Hermann parlait d'un ton calme, avec des inflexions modestes. Plus il sentait que ces discours devaient paraître étranges dans la bouche d'un prince, plus il s'efforçait d'y mettre l'accent de la plus entière simplicité et de la certitude la plus tranquille.
—Monseigneur, dit Hellborn, j'ai l'honneur de donner ma démission à Votre
Altesse royale.
Hermann se leva:
—Soit. C'est étonnant comme j'ai de la peine à garder mes ministres.
C'est que je fais des choses trop simples pour eux.
Il se mit à marcher de long en large, la tête baissée, les mains derrière le dos:
—J'ai beaucoup appris dans ces derniers mois. Ce qui rend les iniquités de l'état politique et social difficiles à redresser, c'est que tout le monde, en cette affaire, est à la fois juge et partie… Ce que je dis là n'a rien d'original, n'est-ce pas? La réparation de ces iniquités est réclamée par ceux qui souffrent et par une partie de ceux qui jouissent. Or, les premiers demandent et espèrent trop. Et, quant aux seconds, ils ne peuvent jamais être complètement sincères. Il y aura toujours, même chez les meilleurs, un abîme entre leurs pensées et leurs actes. Presque tous les théoriciens révolutionnaires appartiennent à la bourgeoisie, quelques-uns à la bourgeoisie riche. Si tous ceux-là conformaient leur conduite à leur doctrine, s'ils vivaient sobrement, s'ils consacraient tout leur superflu au soulagement des misères dont ils font profession de s'indigner, la solution de la question sociale aurait déjà fait un grand pas. Mais non! Privilégiés, ils continuent à jouir jalousement de leurs privilèges. Nous voyons qu'en tout pays la plupart des leaders de la démocratie sont ou de fort économes bourgeois, ou des hommes de plaisir, qu'ils n'aiment pas le peuple, qu'ils trouvent son abord déplaisant, qu'ils ne l'approchent que les jours de club et dans les périodes d'élections, et qu'ils ne font même pas la charité, sous prétexte que ce n'est pas la charité, mais la réforme des institutions qui amènera l'extinction de la misère. Hypocrisie! hypocrisie!… Hélas! ce n'est rien que de donner la dîme de son revenu. Mais, même parmi les riches les moins endurcis, qui donc donne la dîme?… Personne ne fait son devoir. Je voudrais essayer de faire le mien.

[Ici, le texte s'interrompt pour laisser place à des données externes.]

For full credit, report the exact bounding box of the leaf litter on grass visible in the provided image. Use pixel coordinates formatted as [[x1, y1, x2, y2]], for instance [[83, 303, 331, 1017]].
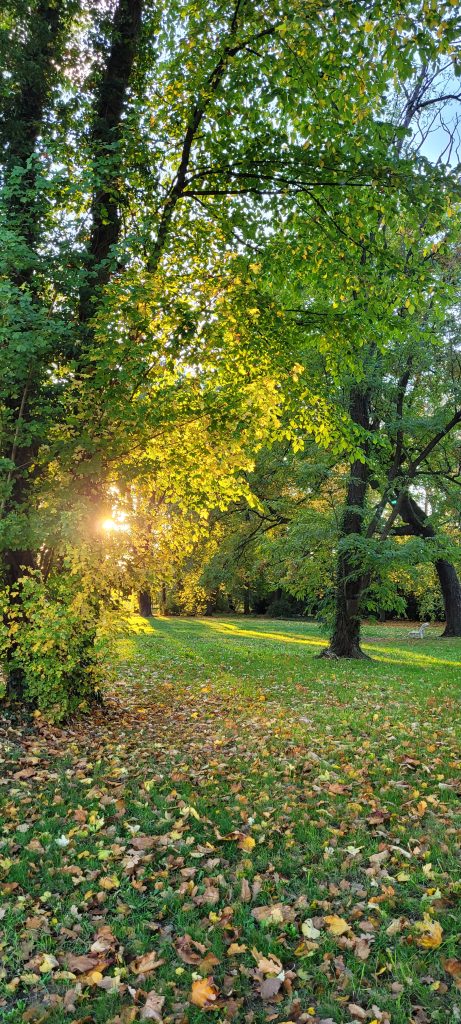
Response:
[[0, 624, 461, 1024]]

Et, s'arrêtant devant Hellborn:
—J'accepte votre démission, monsieur. Je l'attendais, et vous avez raison de me l'offrir. Votre conduite dans la discussion du projet de réformes vous a brouillé avec vos amis de l'ancienne opposition, sans vous ramener tout à fait les conservateurs. Mais vous sentez qu'il vous serait plus facile de vous réconcilier avec ceux-ci et de devenir décidément leur homme en sauvant la société. Je vous permets de leur dire que c'est moi qui n'ai pas voulu que vous la sauviez.
Hellborn, nullement embarrassé, eut un sourire d'homme supérieur.
—Votre Altesse royale exprimait tout à l'heure les plus nobles pensées. Mais, que voulez-vous, monseigneur? avant de se résoudre à certains sacrifices, on voudrait, du moins, être sûr qu'ils seront efficaces… Votre Altesse me permet de parler librement?… Si peut-être nous hésitons, nous, les privilégiés,—les bourgeois, comme vous dites,—à sacrifier nos privilèges, vous-même, monseigneur, êtes-vous sûr, absolument sûr, que vous consentiriez, le cas échéant, à sacrifier les vôtres? Je ne parle pas du pouvoir absolu, qui ne saurait être aujourd'hui qu'un nom et auquel vous avez déjà renoncé…
—Vous parlez de la couronne? dit Hermann.
Il réfléchit, puis, gravement:
—En mon âme et conscience, monsieur Hellborn, je suis détaché de tout, même de la couronne.
Et, changeant de ton:
—Ne le répétez pas, au moins… Du reste, on ne vous croirait pas.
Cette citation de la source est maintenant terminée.